Forwarding this to dev-privacy as well, since there's a lot of relevance.

ian


----- Forwarded Message -----
From: "M Stefan" <[email protected]>
To: [email protected]
Sent: Tuesday, July 2, 2013 3:11:18 PM
Subject: [Feature suggestion] Lightweight profiles

Hello,

With the continuously rising issues of privacy and tracking,
I believe it is important to be able to easily own multiple
independent identities on the Web. Creating multiple gmail accounts takes
a small amount of effort, but keeping them "untied" to each other
is difficult. Google can easily figure out, based on your cookies,
which other accounts you have signed into, allowing them to connect
the accounts together. That is, all their tracking data can be merged
together (search history etc.). It is not uncommon to desire to separate 
your
"internet identity" from your "personal identity" and "work identity",
therefore doing so should not be a difficult task.

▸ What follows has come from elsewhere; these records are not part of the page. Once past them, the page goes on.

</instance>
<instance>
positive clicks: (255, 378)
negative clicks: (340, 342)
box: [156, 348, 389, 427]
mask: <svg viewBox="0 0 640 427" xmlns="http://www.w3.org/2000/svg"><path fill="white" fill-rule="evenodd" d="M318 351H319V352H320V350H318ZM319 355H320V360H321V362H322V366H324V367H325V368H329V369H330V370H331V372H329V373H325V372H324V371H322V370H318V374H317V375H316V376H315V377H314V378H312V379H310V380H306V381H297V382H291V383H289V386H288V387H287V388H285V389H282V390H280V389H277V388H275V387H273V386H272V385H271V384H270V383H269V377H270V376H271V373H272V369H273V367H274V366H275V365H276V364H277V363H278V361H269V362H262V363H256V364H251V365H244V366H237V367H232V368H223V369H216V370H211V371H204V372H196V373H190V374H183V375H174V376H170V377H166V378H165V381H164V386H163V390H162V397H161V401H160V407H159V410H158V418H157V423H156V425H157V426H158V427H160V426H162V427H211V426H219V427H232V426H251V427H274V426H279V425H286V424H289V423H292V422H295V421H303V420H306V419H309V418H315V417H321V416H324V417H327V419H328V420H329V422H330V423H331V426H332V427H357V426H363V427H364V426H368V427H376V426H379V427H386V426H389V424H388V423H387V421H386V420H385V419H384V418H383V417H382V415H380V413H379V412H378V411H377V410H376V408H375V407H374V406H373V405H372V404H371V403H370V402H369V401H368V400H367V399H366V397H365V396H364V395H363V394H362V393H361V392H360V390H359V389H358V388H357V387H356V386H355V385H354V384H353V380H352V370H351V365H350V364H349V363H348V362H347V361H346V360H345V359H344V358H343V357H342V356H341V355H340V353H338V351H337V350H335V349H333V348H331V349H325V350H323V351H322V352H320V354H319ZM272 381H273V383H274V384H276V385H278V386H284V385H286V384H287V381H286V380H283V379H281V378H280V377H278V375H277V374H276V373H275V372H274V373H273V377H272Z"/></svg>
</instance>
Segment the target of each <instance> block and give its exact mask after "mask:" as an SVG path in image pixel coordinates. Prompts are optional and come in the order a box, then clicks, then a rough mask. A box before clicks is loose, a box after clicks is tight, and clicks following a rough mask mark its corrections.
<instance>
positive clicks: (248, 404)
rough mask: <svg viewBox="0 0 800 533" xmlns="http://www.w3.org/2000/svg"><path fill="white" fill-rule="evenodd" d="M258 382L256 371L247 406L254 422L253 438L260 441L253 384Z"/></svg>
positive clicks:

What I find interesting is the possibility of having multiple sets of
cookies, cached data, stored passwords etc. on your browser. This is
currently achieved through profiles, but this is a bit messy. Opening
multiple profiles at once is troublesome, requires separate browsing windows
and only allows at most one "remote" window. Typically, one opens the 
browser
with -profilemanager -no-remote. Clicking external links does not
allow picking which profile should the link be opened in (you have to open
exactly one window without -no-remote).

Would it be possible to implement lightweight profiles? They would
work with different sets of cookies etc., but would run in the same
browser instance (different tab group). Switching from "Gmail identity"
to "Facebook identity" would only be a matter of switching between tab 
groups.
Bonus points for being able to have "shared" as well as "private" cookies
and passwords. Also for identity groups. Even more bonus points if you are
forbidden from authenticating to a website using an account destined to
other identity (preventing you from making mistakes, leaking your other
identity to the first).

Consider the following scenario:
     - I want to be logged in on YouTube at all times (to listen to music
       and favorite the songs that I like)
     - I do not want Google to know what sites I'm visiting (which he can
       track via analytics, adwords and then tie to the account I'm logged
       in as)
Using lightweight profiles, I would simply have a separate YouTube identity.

A more sophisticated set of identities would look like:
     Work -> Work email, Work browsing, Work LinkedIn
     Personal -> Facebook, Personal Gmail, Personal Browsing
     Internet -> Gaming Forum, Gaming Email, Pr0n

Has this idea been implemented anywhere? Are there any plans to 
implement it?
Is it too sophisticated to be considered?
Privacy concerns are rising, and it appears the proper way to browse is 
with Adblock,
NoScript and DoNotTrackMe.

I look forward to hearing your thoughts on this matter.